There are many antenatal tests that you will take during your pregnancy, some are routine, and some can be 'extra' to ease concerns or provide more information if you are a higher risk.

Ultrasound Scans

The first scan that you have is between 10 – 13 weeks at your booking appointment, to check that the dates of the pregnancy correspond with the baby’s size.

You then have a scan at 20 weeks, to check for physical defects and spina bifida. They will see that the baby’s head, body and organs are alright. It is also to look at the position of the placenta and the amount of fluid around the baby. You are asked to have a full bladder for ultrasound scans, then they put cold gel on your tummy – brace yourself!

Blood Tests

At around 16 weeks you will also be given some blood tests. These are to test for:

  • What blood group you are and whether you are rhesus (Rh) positive or Rh negative.
  • Anaemia
  • Hepatitis B, HIV and syphilis
  • If you are immune to german measles (rubella)

You may be offered a blood test at 11+ weeks called Alpha-Fetoprotein Test, to see how high a risk you have of having a baby with Down’s syndrome or spina bifida. Some hospitals offer nuchal fold scan instead (see below).

Or the Bart’s triple test at 16 weeks looks at the blood chemical levels to assess the risk of Down’s syndrome or spina bifida.

Nuchal Fold Scan

An ultrasound carried out at 11 – 14 weeks. It measures the fluid at the back of the baby’s neck. It tests for Down’s syndrome and is usually offered instead of blood tests as it gives more accurate results. If there is thought to be a substantial risk, then an amniocentesis is offered.

Amniocentesis

Usually offered at 15 – 19 weeks of pregnancy. A fine needle is used to drain a small amount of fluid from around the baby. This fluid is then tested for genetic disorders, Down’s syndrome and cystic fibrosis. It carries a small risk of miscarriage. Therefore it is usually offered to mothers who are classed as being higher risk, such as the over 35’s or have tests indicating that this may be the case.

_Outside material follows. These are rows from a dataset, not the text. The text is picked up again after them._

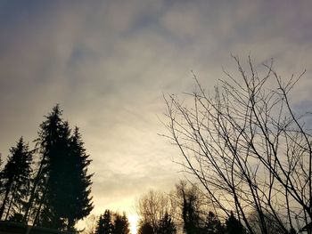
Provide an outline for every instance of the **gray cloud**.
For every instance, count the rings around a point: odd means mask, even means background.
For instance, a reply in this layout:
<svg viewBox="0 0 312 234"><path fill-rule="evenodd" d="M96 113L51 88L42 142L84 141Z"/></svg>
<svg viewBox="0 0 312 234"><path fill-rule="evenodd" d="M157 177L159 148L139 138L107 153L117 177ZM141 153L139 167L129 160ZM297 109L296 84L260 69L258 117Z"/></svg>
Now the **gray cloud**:
<svg viewBox="0 0 312 234"><path fill-rule="evenodd" d="M158 117L163 93L193 91L191 69L212 89L222 67L235 69L231 52L274 57L282 76L308 69L294 101L309 99L309 1L31 2L0 7L0 151L31 141L61 103L94 160L101 207L182 176Z"/></svg>

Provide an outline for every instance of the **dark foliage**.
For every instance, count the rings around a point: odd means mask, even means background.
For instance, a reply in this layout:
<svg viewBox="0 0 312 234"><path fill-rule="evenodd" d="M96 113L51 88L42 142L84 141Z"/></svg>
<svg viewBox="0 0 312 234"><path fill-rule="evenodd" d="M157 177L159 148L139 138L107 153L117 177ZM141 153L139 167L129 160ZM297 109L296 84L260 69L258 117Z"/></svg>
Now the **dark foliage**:
<svg viewBox="0 0 312 234"><path fill-rule="evenodd" d="M78 220L93 208L90 198L90 164L81 135L62 119L56 105L40 125L36 140L41 156L24 221L32 215L35 225L74 230Z"/></svg>
<svg viewBox="0 0 312 234"><path fill-rule="evenodd" d="M11 155L1 173L4 194L0 207L0 217L5 214L4 220L21 216L23 204L30 186L31 163L33 151L20 138L16 147L10 149ZM12 215L12 217L10 217Z"/></svg>
<svg viewBox="0 0 312 234"><path fill-rule="evenodd" d="M129 222L126 214L113 214L105 210L97 222L95 234L129 234Z"/></svg>
<svg viewBox="0 0 312 234"><path fill-rule="evenodd" d="M215 214L209 212L205 222L204 230L207 234L223 234L225 233L225 227Z"/></svg>
<svg viewBox="0 0 312 234"><path fill-rule="evenodd" d="M141 222L139 223L138 234L154 234L153 228L151 223L146 222Z"/></svg>
<svg viewBox="0 0 312 234"><path fill-rule="evenodd" d="M164 217L160 221L157 234L175 234L177 227L170 215L166 212Z"/></svg>
<svg viewBox="0 0 312 234"><path fill-rule="evenodd" d="M235 218L233 212L226 221L226 234L244 234L246 233L245 228L242 222Z"/></svg>

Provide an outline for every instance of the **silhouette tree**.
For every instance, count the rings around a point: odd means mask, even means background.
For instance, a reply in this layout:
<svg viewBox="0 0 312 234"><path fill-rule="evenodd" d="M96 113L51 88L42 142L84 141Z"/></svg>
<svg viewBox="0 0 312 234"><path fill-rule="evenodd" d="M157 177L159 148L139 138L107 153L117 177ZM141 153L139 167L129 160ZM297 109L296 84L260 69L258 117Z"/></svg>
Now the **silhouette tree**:
<svg viewBox="0 0 312 234"><path fill-rule="evenodd" d="M212 212L209 212L208 214L208 216L205 222L204 231L207 234L224 234L225 233L225 228L222 225L220 220Z"/></svg>
<svg viewBox="0 0 312 234"><path fill-rule="evenodd" d="M243 234L246 233L245 228L242 222L239 222L231 212L230 216L226 221L226 234Z"/></svg>
<svg viewBox="0 0 312 234"><path fill-rule="evenodd" d="M136 203L136 212L141 216L142 223L152 225L156 232L160 221L166 213L172 214L175 210L169 198L162 192L149 190L141 196Z"/></svg>
<svg viewBox="0 0 312 234"><path fill-rule="evenodd" d="M113 230L112 214L110 210L105 210L104 214L100 215L95 234L112 234Z"/></svg>
<svg viewBox="0 0 312 234"><path fill-rule="evenodd" d="M113 222L113 234L129 234L129 222L127 218L126 213L119 214L116 213L114 214L114 222Z"/></svg>
<svg viewBox="0 0 312 234"><path fill-rule="evenodd" d="M137 230L138 234L154 234L154 230L151 223L141 221Z"/></svg>
<svg viewBox="0 0 312 234"><path fill-rule="evenodd" d="M33 151L29 149L29 145L21 137L16 147L10 149L11 155L2 172L4 198L0 207L0 217L4 211L7 220L10 215L21 217L23 208L23 202L27 198L30 186L30 174Z"/></svg>
<svg viewBox="0 0 312 234"><path fill-rule="evenodd" d="M238 77L226 72L229 80L220 80L212 95L194 76L192 107L165 97L167 137L218 213L233 210L250 233L249 212L257 212L262 233L269 214L289 233L297 221L303 227L312 220L310 112L296 113L290 101L303 74L283 82L272 62L258 72L250 58L248 70L234 59Z"/></svg>
<svg viewBox="0 0 312 234"><path fill-rule="evenodd" d="M68 230L73 229L76 222L89 214L93 209L91 193L91 177L87 173L87 166L91 160L86 154L84 143L78 128L74 130L70 143L70 157L67 160L66 191L69 198L67 208Z"/></svg>
<svg viewBox="0 0 312 234"><path fill-rule="evenodd" d="M188 188L185 182L180 182L176 186L177 192L182 200L182 219L186 234L200 233L201 218L200 211L199 193L195 186Z"/></svg>
<svg viewBox="0 0 312 234"><path fill-rule="evenodd" d="M166 212L162 219L160 219L157 229L157 234L175 234L177 227L172 221L170 215Z"/></svg>
<svg viewBox="0 0 312 234"><path fill-rule="evenodd" d="M78 129L71 136L62 114L56 105L40 125L36 142L41 160L24 220L32 215L34 225L72 230L93 208L86 168L90 160Z"/></svg>

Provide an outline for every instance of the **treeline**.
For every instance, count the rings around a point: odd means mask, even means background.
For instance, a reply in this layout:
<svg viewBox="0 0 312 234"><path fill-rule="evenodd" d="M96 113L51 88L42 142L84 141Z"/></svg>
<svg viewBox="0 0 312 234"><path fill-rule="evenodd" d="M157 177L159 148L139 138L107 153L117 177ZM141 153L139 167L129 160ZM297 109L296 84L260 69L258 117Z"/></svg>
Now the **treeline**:
<svg viewBox="0 0 312 234"><path fill-rule="evenodd" d="M0 218L60 230L74 230L93 209L91 160L76 126L56 105L40 125L35 149L22 137L0 172Z"/></svg>
<svg viewBox="0 0 312 234"><path fill-rule="evenodd" d="M150 190L136 204L140 215L138 234L243 234L233 213L219 217L194 185L181 182L168 194Z"/></svg>

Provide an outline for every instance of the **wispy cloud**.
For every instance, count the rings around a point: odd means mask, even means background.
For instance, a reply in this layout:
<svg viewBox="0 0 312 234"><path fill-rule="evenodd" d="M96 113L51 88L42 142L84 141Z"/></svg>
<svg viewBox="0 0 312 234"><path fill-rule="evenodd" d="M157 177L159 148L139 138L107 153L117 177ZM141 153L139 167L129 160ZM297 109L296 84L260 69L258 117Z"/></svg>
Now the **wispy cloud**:
<svg viewBox="0 0 312 234"><path fill-rule="evenodd" d="M0 4L0 151L32 141L61 103L94 159L100 207L181 176L158 117L163 93L193 90L191 69L209 89L234 69L231 52L274 57L283 76L308 69L295 99L309 99L310 1L30 2Z"/></svg>

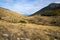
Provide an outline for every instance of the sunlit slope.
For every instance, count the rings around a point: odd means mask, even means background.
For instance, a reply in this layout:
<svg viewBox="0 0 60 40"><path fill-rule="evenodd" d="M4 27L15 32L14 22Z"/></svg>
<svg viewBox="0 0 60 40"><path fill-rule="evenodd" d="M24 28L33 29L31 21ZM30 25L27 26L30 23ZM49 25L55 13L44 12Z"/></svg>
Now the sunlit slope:
<svg viewBox="0 0 60 40"><path fill-rule="evenodd" d="M0 21L0 40L60 40L60 27Z"/></svg>
<svg viewBox="0 0 60 40"><path fill-rule="evenodd" d="M41 15L41 16L60 16L60 3L51 3L48 6L42 8L41 10L37 11L34 15Z"/></svg>
<svg viewBox="0 0 60 40"><path fill-rule="evenodd" d="M24 21L25 17L26 16L22 14L18 14L11 10L0 7L0 20L17 23L20 22L21 20Z"/></svg>

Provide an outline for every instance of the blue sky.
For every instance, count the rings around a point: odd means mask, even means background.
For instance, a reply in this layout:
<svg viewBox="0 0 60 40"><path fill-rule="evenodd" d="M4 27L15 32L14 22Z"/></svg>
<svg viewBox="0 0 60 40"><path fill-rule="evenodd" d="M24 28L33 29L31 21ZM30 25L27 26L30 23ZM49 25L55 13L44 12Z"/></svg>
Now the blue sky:
<svg viewBox="0 0 60 40"><path fill-rule="evenodd" d="M7 8L24 15L30 15L52 2L59 3L60 0L0 0L0 7Z"/></svg>

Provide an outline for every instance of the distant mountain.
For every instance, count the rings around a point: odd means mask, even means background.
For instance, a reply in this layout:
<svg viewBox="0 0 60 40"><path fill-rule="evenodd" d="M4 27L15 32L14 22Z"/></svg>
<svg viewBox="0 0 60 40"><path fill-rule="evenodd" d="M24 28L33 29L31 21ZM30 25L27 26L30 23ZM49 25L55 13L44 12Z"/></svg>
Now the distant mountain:
<svg viewBox="0 0 60 40"><path fill-rule="evenodd" d="M0 40L60 40L60 20L55 19L38 15L26 17L0 7Z"/></svg>
<svg viewBox="0 0 60 40"><path fill-rule="evenodd" d="M31 16L33 15L60 16L60 3L51 3Z"/></svg>

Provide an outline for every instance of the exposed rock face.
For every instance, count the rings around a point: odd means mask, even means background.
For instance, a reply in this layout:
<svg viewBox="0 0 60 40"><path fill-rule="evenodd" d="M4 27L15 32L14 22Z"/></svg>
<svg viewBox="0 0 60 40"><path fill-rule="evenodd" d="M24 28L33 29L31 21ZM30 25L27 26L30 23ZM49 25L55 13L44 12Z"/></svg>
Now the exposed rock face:
<svg viewBox="0 0 60 40"><path fill-rule="evenodd" d="M41 10L37 11L34 15L42 15L42 16L60 16L60 3L51 3L48 6L42 8Z"/></svg>

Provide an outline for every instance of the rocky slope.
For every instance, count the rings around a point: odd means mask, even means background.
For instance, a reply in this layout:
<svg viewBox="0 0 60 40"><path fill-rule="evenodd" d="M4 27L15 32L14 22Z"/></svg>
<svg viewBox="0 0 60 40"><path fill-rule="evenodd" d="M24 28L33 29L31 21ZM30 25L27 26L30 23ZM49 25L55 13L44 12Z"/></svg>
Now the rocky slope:
<svg viewBox="0 0 60 40"><path fill-rule="evenodd" d="M60 3L51 3L47 7L30 15L29 22L39 25L60 26Z"/></svg>
<svg viewBox="0 0 60 40"><path fill-rule="evenodd" d="M60 26L48 26L53 18L26 17L0 7L0 40L60 40Z"/></svg>

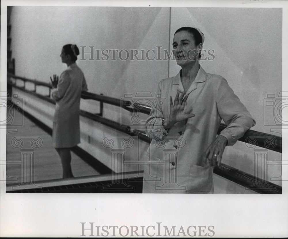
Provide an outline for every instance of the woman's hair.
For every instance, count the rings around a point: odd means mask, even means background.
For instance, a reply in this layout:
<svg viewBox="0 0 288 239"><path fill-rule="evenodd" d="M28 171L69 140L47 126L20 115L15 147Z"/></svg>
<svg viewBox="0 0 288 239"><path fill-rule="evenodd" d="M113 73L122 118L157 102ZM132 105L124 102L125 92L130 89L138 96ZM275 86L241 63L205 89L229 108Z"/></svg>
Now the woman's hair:
<svg viewBox="0 0 288 239"><path fill-rule="evenodd" d="M175 32L175 33L174 33L174 35L175 35L175 34L177 32L179 32L179 31L186 31L192 34L192 36L193 36L193 38L194 39L194 42L195 43L195 44L196 46L198 46L200 43L202 43L202 44L203 44L203 42L204 42L204 34L201 32L201 33L202 33L202 36L201 35L201 34L199 32L200 31L200 30L194 27L180 27ZM200 59L201 57L201 52L199 53L199 55L198 56L199 59Z"/></svg>
<svg viewBox="0 0 288 239"><path fill-rule="evenodd" d="M79 54L79 49L76 44L67 44L63 46L65 55L71 56L71 60L73 61L77 60L77 56Z"/></svg>

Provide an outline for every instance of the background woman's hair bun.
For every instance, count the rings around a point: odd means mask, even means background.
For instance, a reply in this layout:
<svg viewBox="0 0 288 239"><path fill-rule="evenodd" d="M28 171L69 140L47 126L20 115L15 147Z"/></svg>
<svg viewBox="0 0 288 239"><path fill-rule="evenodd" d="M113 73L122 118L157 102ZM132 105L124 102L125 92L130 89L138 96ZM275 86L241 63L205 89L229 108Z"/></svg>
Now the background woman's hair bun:
<svg viewBox="0 0 288 239"><path fill-rule="evenodd" d="M71 44L71 49L73 52L73 54L75 56L77 57L79 54L79 49L76 44Z"/></svg>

Chorionic Villus Sampling (CVS)

Chorionic Villus Sampling is where a sample of the chorionic villi, which are found on the placenta, is taken. The test can be carried out at 10 – 12 weeks and results can be obtained quicker than with amniocentesis. It is used to test for Down’s syndrome and other chromosomal disorders but not neural tube disorders. It carries a small risk of miscarriage, about 1 -2%.

Urine

Tested regularly to check for protein being present. This can be a sign of pre-eclampsia which can be dangerous to both mum and baby.

Cordiocentesis

A test where blood is extracted from the umbilical cord to diagnose birth defects. It is offered to those thought to be at a higher risk.